The Unintended Pitfalls of Machine Learning Models in Healthcare

In a groundbreaking study conducted by researchers from the Icahn School of Medicine and the University of Michigan, the impact of implementing predictive models in healthcare has come under scrutiny.

The research findings, detailed in the October 9th online issue of Annals of Internal Medicine, reveal that machine learning models, which have shown remarkable promise in healthcare, can sometimes become victims of their own success. The study assessed how the use of these models to influence clinical decisions can alter the very assumptions they were trained on, often with unintended consequences.

Lead author, Akhil Vaid, M.D., Clinical Instructor of Data-Driven and Digital Medicine (D3M) at Icahn Mount Sinai, explains: "We wanted to explore what happens when a machine learning model is deployed in a hospital and allowed to influence physician decisions for the overall benefit of patients. For example, we sought to understand the broader consequences when a patient is spared from adverse outcomes like kidney damage or mortality."

"AI models possess the capacity to learn and establish correlations between incoming patient data and corresponding outcomes, but use of these models, by definition, can alter these relationships. Problems arise when these altered relationships are captured back into medical records."

The study conducted extensive simulations of critical care scenarios at two major healthcare institutions: the Mount Sinai Health System in New York and Beth Israel Deaconess Medical Center in Boston. The analysis involved 130,000 critical care admissions and focused on three key scenarios:

1. Model Retraining After Initial Use: Current practice suggests retraining machine learning models to address performance degradation over time. While retraining can initially improve performance by adapting to changing conditions, the study revealed a paradoxical outcome – further degradation. This occurs because retraining disrupts the learned relationships between patient presentation and outcome, which were the foundation of the model's effectiveness.
2. Creating a New Model After One Has Already Been in Use: Using a machine learning model to predict outcomes, such as sepsis, can save patients from adverse events. However, this model also aims to prevent these adverse outcomes, including death. Any new models developed for predicting death will now inherit the same disrupted relationships as before. This uncertainty regarding the exact relationships between various outcomes makes it inappropriate to use data from patients who received care influenced by machine learning models to train new models.
3. Concurrent Use of Two Predictive Models: When two models make simultaneous predictions, relying on one set of predictions renders the other obsolete. This means that predictions should be based on freshly gathered data, which can be costly or impractical. The concurrent use of models further complicates the already complex landscape of healthcare decision-making.

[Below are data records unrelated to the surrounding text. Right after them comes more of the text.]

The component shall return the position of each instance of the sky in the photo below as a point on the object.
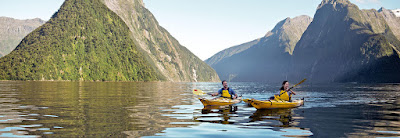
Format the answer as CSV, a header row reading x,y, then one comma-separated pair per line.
x,y
205,27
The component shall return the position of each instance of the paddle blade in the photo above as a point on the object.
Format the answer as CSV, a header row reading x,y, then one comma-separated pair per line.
x,y
300,82
198,92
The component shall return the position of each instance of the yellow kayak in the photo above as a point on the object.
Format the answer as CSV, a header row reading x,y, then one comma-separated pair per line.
x,y
220,101
247,101
271,104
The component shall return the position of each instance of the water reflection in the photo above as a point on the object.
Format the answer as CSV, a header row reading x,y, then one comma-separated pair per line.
x,y
137,109
273,117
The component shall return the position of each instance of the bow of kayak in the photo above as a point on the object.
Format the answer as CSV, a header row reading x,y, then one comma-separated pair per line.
x,y
273,104
220,101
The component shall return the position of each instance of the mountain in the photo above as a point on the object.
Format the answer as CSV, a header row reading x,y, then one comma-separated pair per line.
x,y
392,20
396,12
263,59
84,40
174,61
13,30
226,53
346,44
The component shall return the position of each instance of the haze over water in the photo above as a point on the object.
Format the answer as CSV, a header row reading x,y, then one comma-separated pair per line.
x,y
137,109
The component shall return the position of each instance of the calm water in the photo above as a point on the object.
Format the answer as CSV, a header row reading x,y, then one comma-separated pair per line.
x,y
160,109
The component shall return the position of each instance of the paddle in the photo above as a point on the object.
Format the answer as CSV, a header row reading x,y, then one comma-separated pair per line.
x,y
200,92
294,86
298,84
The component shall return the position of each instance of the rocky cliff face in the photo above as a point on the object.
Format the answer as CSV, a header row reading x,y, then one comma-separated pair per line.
x,y
267,58
13,30
344,43
167,56
392,20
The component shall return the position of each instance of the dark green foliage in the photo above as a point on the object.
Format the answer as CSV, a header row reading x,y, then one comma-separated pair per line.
x,y
84,40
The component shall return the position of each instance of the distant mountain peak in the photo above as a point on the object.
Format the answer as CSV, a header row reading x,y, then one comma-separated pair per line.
x,y
334,3
396,12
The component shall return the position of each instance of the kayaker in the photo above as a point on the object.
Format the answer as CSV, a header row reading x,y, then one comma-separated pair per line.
x,y
226,91
285,93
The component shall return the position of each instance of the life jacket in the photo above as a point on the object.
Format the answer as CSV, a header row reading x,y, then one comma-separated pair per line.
x,y
283,95
225,93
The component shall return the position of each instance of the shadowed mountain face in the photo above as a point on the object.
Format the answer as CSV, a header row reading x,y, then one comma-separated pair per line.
x,y
263,59
344,44
173,61
341,44
84,40
13,30
392,20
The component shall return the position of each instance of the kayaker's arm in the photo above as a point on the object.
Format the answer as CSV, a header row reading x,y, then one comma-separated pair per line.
x,y
293,92
235,96
215,94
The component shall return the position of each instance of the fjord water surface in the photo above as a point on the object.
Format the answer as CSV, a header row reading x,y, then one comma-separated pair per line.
x,y
164,109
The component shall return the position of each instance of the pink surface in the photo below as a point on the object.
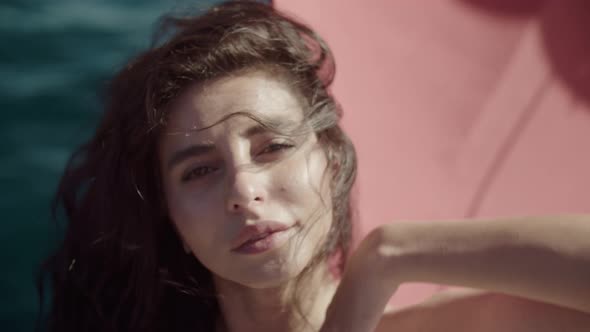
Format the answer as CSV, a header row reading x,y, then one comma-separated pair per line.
x,y
461,108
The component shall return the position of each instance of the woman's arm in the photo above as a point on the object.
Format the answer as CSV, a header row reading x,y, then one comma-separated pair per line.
x,y
540,258
482,311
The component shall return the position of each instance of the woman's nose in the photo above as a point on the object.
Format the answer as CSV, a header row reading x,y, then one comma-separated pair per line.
x,y
245,191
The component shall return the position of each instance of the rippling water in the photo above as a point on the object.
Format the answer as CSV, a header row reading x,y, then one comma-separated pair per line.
x,y
55,56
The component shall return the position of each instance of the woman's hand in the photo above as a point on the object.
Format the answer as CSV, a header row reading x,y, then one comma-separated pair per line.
x,y
367,285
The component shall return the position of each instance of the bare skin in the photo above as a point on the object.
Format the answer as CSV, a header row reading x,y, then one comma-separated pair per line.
x,y
530,266
537,266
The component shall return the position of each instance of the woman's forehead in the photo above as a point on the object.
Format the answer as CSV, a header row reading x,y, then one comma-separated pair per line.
x,y
255,93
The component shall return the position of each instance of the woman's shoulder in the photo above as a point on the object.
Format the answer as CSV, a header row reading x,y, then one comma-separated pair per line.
x,y
482,311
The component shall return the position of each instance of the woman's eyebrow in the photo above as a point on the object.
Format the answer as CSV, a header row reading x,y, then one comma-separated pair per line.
x,y
201,149
189,152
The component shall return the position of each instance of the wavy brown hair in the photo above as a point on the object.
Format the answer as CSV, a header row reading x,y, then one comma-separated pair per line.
x,y
121,266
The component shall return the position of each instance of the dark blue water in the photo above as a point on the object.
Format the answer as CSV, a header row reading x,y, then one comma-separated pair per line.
x,y
55,58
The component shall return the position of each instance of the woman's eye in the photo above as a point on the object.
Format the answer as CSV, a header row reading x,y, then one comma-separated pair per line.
x,y
274,147
197,172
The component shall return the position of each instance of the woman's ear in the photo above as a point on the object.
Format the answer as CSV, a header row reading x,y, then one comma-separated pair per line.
x,y
186,248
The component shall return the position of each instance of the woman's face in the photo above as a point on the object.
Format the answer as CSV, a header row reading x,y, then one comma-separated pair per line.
x,y
253,206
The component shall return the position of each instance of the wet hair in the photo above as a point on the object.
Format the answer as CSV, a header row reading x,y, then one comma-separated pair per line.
x,y
121,266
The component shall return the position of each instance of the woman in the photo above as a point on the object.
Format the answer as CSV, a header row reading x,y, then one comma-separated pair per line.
x,y
215,196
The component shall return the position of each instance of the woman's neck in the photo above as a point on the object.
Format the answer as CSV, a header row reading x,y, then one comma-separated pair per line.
x,y
273,309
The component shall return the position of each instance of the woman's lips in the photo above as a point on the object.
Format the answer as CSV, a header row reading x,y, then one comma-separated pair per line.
x,y
262,236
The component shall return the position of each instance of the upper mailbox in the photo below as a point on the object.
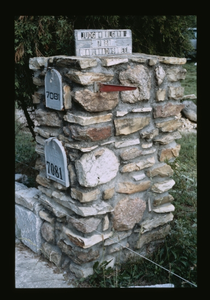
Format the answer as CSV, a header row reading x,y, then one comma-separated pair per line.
x,y
53,89
97,42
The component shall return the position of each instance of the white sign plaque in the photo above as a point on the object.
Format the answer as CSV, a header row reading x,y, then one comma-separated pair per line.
x,y
97,42
53,89
56,161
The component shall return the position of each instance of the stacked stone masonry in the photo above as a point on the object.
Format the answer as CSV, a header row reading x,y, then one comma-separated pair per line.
x,y
116,145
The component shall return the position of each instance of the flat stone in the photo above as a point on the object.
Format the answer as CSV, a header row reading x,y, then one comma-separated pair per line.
x,y
169,153
48,118
147,152
85,225
162,200
98,167
129,125
74,61
161,169
84,197
149,133
175,93
167,138
40,179
111,61
109,193
27,228
85,242
161,95
67,97
143,109
95,102
121,113
172,60
148,225
47,232
138,76
167,110
164,186
42,132
137,166
138,177
190,110
82,120
164,208
127,213
176,73
116,237
146,145
46,216
156,234
130,153
78,257
131,188
88,78
52,253
27,198
106,223
127,143
90,134
160,74
169,126
81,272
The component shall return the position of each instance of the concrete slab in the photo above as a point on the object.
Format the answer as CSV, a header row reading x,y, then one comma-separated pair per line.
x,y
31,271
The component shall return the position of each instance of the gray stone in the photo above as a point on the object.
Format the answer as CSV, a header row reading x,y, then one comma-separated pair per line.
x,y
167,138
176,93
127,213
138,76
85,225
176,73
82,120
137,166
130,188
95,102
148,225
52,253
127,143
80,271
164,208
48,118
98,167
161,95
129,125
153,235
87,78
161,187
161,169
47,232
27,228
27,199
190,110
85,242
84,197
160,74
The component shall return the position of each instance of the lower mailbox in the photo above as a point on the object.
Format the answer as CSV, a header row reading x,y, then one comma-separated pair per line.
x,y
56,161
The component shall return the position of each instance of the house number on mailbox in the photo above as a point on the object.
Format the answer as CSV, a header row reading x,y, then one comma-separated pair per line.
x,y
53,89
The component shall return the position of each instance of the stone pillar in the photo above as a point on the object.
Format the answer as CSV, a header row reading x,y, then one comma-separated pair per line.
x,y
115,145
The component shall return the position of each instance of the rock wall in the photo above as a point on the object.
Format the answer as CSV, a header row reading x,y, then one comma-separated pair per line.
x,y
116,144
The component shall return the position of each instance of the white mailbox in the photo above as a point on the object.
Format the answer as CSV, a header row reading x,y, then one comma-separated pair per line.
x,y
56,161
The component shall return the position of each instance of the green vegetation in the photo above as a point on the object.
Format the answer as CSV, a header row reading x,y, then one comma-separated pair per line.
x,y
25,155
191,79
54,35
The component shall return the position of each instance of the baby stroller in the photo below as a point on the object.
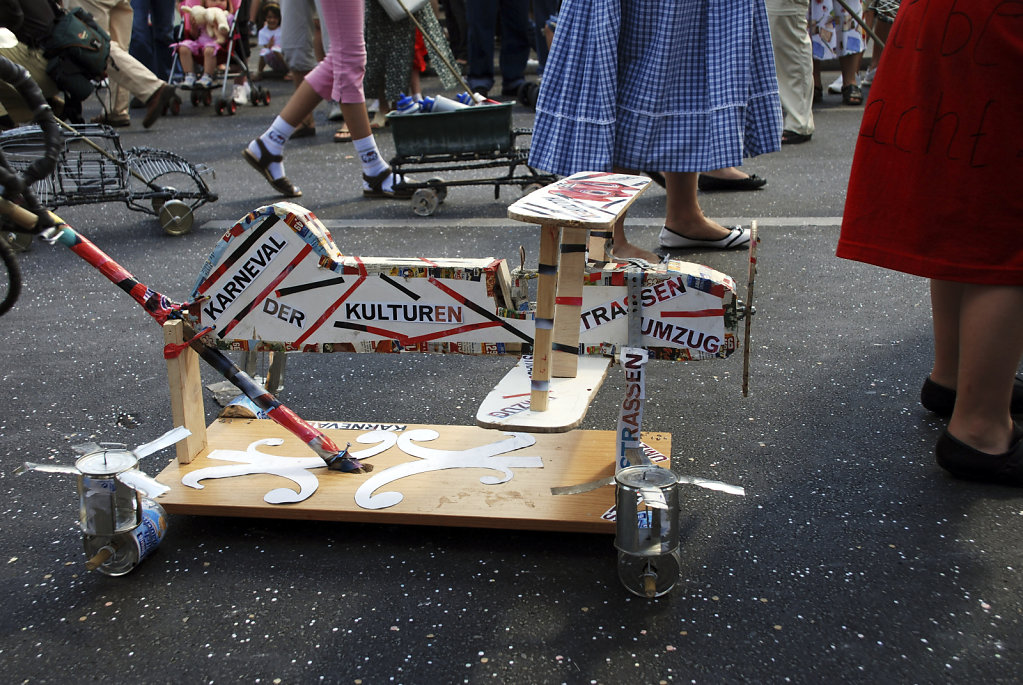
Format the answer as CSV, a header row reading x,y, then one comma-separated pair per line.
x,y
230,64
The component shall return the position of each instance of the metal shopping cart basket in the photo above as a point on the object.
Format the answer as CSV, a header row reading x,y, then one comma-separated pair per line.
x,y
476,138
93,168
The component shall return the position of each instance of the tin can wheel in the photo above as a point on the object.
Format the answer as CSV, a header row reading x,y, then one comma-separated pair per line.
x,y
176,217
425,201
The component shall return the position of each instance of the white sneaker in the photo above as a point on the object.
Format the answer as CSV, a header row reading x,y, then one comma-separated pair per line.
x,y
241,93
737,237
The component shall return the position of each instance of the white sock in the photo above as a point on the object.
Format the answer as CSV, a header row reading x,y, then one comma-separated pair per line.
x,y
274,138
372,164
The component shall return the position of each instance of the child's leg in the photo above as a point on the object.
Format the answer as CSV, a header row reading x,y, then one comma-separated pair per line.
x,y
210,59
187,61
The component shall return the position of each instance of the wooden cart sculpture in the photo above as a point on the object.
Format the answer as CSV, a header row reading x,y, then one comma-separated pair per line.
x,y
276,280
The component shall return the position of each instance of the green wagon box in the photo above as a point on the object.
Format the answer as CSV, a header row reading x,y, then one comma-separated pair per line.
x,y
484,129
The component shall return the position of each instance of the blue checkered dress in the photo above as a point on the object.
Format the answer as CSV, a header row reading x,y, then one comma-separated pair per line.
x,y
657,85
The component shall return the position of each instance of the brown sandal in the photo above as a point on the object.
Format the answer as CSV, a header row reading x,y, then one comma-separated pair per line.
x,y
343,135
262,164
398,191
851,94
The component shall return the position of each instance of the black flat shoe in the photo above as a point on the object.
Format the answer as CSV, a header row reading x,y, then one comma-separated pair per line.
x,y
793,138
941,400
751,182
964,461
262,165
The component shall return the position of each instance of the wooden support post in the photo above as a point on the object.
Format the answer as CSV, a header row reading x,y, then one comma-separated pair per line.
x,y
569,303
546,289
599,241
186,394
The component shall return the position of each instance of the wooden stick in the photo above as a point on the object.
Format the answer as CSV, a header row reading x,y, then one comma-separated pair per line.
x,y
186,393
568,302
546,289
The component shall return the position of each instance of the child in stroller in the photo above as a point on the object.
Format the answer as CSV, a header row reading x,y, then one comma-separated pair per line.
x,y
206,30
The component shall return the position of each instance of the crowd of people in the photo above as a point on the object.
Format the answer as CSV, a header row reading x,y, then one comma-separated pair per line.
x,y
683,91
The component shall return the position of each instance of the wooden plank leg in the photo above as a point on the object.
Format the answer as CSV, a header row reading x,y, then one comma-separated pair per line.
x,y
568,304
186,394
599,242
546,289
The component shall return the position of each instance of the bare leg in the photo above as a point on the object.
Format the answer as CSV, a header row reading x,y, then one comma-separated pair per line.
x,y
849,65
357,119
946,300
300,106
621,247
990,326
299,78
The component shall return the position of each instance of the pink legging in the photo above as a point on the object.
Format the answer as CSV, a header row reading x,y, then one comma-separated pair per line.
x,y
339,76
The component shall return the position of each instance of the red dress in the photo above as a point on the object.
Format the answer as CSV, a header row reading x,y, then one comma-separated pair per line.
x,y
936,186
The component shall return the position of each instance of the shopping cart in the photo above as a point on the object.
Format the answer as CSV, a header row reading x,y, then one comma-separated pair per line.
x,y
93,168
475,138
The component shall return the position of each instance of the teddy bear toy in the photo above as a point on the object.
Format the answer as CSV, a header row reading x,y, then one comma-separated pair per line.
x,y
215,20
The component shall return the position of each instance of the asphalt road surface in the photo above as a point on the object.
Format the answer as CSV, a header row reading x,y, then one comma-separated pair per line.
x,y
851,558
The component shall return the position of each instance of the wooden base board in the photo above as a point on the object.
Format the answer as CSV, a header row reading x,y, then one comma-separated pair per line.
x,y
451,497
506,407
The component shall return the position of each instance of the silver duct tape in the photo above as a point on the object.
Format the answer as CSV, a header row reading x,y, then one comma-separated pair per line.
x,y
610,481
583,487
654,498
47,468
712,485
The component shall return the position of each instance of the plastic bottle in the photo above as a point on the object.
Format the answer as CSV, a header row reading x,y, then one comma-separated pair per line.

Co-senior author Karandeep Singh, MD, Associate Professor of Learning Health Sciences, Internal Medicine, Urology and Information at the University of Michigan, explains: "Our findings reinforce the complexities and challenges of maintaining predictive model performance in active clinical use."

"Model performance can fall dramatically if patient populations change in their makeup. However, agreed-upon corrective measures may fall apart completely if we do not pay attention to what the models are doing — or more properly, what they are learning from."

Co-senior author Girish Nadkarni, M.D., MPH, Irene and Dr. Arthur M. Fishberg Professor of Medicine at Icahn Mount Sinai, Director of The Charles Bronfman Institute of Personalised Medicine and System Chief of Data-Driven and Digital Medicine, emphasises the need for a thoughtful and measured approach to using machine learning models in healthcare.

He states: "We should not view predictive models as unreliable. Instead, it's about recognising that these tools require regular maintenance, understanding and contextualisation. Neglecting their performance and impact monitoring can undermine their effectiveness."

"We must use predictive models thoughtfully, just like any other medical tool. Learning health systems must pay heed to the fact that indiscriminate use of and updates to, such models will cause false alarms, unnecessary testing and increased costs."

Dr. Vaid suggests practical steps to mitigate the unintended consequences of machine learning models in healthcare. "We recommend that health systems promptly implement a system to track individuals impacted by machine learning predictions, and that the relevant governmental agencies issue guidelines."

"These findings are equally applicable outside of healthcare settings and extend to predictive models in general. As such, we live in a model-eat-model world where any naively deployed model can disrupt the function of current and future models and eventually render itself useless."